As a painter, illustrator, and printmaker, every new beginning is a leap into the unknown and a returning to the trust of child-like imagination. I am always searching for re-usable materials that can be made into jewellery, tying together pieces of newspaper to make into papier-mâché creatures and layering on thick layers of paint onto canvases in every colour I can find.

I am frequently inspired by exhibitions in the Millenium Gallery which is local to me in Sheffield. I was awe-struck by the pop-up exhibition – Sheffield Hospitals Charity: Impact on Sheffield’s NHS. Combining themes of togetherness in times of struggle, with the mundanity of hospital food, baby-wipes and pot-noodles, it confronts the realities that we encounter when faced with catastrophic injuries, cancer diagnoses and in navigating love and pain.

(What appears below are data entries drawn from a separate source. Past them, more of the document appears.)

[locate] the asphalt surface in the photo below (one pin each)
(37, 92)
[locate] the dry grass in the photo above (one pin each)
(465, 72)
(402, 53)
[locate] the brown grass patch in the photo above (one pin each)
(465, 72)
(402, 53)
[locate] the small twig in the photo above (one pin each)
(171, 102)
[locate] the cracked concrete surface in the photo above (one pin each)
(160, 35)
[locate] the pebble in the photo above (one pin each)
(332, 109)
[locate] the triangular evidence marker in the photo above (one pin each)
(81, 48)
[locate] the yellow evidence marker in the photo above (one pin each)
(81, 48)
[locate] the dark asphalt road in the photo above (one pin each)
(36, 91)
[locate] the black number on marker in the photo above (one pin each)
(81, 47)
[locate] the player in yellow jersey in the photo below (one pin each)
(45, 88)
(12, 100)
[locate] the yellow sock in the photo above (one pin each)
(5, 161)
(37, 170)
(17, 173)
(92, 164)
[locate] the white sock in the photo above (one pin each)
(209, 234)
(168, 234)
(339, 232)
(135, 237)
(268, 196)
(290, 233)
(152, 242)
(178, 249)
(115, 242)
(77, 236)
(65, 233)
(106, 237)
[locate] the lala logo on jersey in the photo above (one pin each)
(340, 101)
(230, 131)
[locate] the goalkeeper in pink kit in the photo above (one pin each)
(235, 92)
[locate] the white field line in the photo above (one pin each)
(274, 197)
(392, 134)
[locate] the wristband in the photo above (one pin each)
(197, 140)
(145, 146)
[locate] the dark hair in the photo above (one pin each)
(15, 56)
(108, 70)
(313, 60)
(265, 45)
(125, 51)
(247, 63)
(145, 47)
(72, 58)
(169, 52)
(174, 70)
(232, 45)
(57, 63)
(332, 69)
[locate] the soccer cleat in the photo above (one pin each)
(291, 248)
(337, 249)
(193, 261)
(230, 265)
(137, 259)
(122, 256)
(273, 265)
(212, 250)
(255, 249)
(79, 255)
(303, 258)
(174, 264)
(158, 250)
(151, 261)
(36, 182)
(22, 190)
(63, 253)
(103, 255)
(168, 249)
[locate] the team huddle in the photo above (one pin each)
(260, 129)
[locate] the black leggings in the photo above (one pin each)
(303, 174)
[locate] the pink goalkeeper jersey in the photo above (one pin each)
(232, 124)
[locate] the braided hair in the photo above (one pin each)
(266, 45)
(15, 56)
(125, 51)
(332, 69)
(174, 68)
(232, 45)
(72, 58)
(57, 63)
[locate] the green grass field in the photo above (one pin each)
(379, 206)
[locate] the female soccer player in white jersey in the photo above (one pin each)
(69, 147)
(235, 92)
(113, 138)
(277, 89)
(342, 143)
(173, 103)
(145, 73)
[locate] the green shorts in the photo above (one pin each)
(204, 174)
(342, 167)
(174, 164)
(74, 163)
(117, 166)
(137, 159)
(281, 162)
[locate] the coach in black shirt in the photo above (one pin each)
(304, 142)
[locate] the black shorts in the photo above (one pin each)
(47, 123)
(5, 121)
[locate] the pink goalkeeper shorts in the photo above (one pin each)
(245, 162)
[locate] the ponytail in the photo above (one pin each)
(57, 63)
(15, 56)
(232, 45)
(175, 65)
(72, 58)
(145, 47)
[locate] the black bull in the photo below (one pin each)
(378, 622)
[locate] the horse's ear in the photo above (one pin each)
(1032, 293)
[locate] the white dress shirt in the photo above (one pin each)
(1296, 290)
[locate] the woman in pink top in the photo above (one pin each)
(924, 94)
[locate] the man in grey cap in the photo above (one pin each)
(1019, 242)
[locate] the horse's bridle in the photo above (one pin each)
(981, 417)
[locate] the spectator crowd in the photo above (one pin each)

Another local exhibition that I have found inspiring was at Clifton Park Museum in Rotherham, called ‘Our Habitats, Our Home’: a multi-disciplinary exhibition with interactive video art, large scale multi-media puppetry and a huge collection of taxidermy animals. Encapsulating themes of re-wilding and our changing relationships with nature and then connecting them with both the ancient and post industrial history of Rotherham. The one-person puppet Reign, representing a spirit of the River Don, was made for ‘Roots – Rotherham’s Street Carnival’ to celebrate Rotherham’s heritage, waterways, nature and future. Reign was co-designed by the Children’s Capital of Culture Youth Panel and created by artists Nicola Reid, Amy West, Maria Sofragiu, Lauren Malia, Charlotte Howe, Grace Bower and Karen Hall.

These exhibitions hold clear examples to me as an artist as to how practical artistic discourse can be used to engage people of all ages in celebratory art, history, ecology, the natural world and working toward a better health care system. To be a part of creative movements such as these, while navigating through the traditional and contemporary values of ceramics, painting and illustrating, is not only the focal point of my practice, but a ‘What do you want to be when you grow up?’ dream come true.